Secular Humanist posted:

Man I have to say that as good of an actor as Cranston is, it's really hard for me to watch him in anything post-BB. His roles prior to BB I can still get into because he physically looked quite a bit younger on Malcolm and Seinfeld but I saw that Trumbo movie, and I don't know what it was but something about him in that irked the poo poo out of me, and I think it's just because I'm now just wired to see him as Walt. Kind of a testament to the show really, it's so good it was able to typecast an already well established actor. He's just Walt now.

If you have HBO, you should check out All The Way. He disappears into the role of LBJ.

Pepe Silvia Browne
Jan 1, 2007

Harold Stassen posted:

Your husband is dying of cancer and you're going controlling psycho over him and his acquaintances smoking pot uh yeah what's not to like, obviously you're a confirmed woman hater if you're not gung ho for that

The pot thing was a lie to cover up for the fact that he was cooking meth. It also happened before he told Skyler that he had cancer.

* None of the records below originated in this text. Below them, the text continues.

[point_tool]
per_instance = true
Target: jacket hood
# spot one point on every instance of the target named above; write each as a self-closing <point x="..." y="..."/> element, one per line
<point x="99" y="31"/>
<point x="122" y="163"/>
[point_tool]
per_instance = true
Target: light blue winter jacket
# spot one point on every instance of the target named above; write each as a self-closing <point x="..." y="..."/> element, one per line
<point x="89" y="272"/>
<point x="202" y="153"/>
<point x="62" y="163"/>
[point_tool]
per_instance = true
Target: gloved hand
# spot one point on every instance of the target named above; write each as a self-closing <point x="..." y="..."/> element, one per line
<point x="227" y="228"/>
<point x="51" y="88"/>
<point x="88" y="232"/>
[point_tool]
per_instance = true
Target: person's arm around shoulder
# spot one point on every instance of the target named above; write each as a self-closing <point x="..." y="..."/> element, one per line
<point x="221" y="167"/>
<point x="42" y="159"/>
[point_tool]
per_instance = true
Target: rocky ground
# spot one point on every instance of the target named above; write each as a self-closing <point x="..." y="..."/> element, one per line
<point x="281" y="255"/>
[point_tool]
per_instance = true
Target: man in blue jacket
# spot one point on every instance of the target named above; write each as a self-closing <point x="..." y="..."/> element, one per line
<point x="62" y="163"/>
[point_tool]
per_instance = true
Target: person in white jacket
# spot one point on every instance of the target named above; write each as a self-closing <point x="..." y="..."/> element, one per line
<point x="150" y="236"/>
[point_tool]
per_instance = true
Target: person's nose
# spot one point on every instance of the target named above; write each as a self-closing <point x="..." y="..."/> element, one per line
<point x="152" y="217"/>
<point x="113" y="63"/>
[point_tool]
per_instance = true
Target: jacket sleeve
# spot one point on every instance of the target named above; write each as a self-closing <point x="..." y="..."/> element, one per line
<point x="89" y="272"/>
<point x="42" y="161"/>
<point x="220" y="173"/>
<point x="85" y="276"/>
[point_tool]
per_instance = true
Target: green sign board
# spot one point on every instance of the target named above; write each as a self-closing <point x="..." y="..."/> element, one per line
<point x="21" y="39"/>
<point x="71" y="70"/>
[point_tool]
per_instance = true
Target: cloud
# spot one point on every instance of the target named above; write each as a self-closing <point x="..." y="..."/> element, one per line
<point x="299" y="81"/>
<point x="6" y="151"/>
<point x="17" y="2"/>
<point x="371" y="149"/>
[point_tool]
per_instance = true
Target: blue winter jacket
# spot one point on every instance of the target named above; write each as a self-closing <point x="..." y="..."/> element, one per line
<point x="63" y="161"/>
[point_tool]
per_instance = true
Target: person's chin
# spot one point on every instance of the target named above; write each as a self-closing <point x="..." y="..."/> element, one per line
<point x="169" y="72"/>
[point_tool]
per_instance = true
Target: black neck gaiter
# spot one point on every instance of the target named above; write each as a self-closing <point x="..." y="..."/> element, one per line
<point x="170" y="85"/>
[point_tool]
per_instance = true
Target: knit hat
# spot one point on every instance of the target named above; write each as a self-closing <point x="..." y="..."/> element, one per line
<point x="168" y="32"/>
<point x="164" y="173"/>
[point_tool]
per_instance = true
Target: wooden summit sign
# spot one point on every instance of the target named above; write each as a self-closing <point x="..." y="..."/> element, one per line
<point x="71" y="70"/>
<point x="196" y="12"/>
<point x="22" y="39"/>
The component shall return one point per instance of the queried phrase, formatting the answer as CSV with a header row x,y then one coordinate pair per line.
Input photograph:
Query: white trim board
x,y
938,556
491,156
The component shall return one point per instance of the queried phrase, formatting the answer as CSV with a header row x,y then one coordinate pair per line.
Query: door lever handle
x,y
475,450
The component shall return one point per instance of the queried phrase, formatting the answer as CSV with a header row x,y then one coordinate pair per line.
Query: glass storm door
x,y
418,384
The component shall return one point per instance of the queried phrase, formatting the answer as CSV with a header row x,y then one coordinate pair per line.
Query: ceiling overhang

e: You don't have to be gung ho about it. There's a middle ground where a character's actions can be understandable but still recognized as the wrong thing to do.

Pepe Silvia Browne fucked around with this message at 19:21 on Aug 11, 2016

Pepe Silvia Browne
Jan 1, 2007
Also, I understand that Skyler comes off as controlling, but do you ever stop to ask why she's controlling? How she came to be in the position where she's telling her adult husband which credit cards he can and can't use?

Walt is shown to be pretty bored with his normal life. He's basically on auto-pilot up through the scene where he gets the news about his cancer. Hence, "I am awake" afterwards. Walt has been putting himself in the backseat of his own life because he's resigned to the fact that he blew it. He had potential and he squandered it because he couldn't swallow his own pride (this isn't explicitly shown, but it's heavily implied in the scenes with Gretchen), and now he's just this regular dude with a boring life. He cares about his kids, and he cares about his wife, but he's detached. So Skyler is the one who has to be more engaged and pay attention to poo poo like knowing which credit card is the one we just keep for emergencies.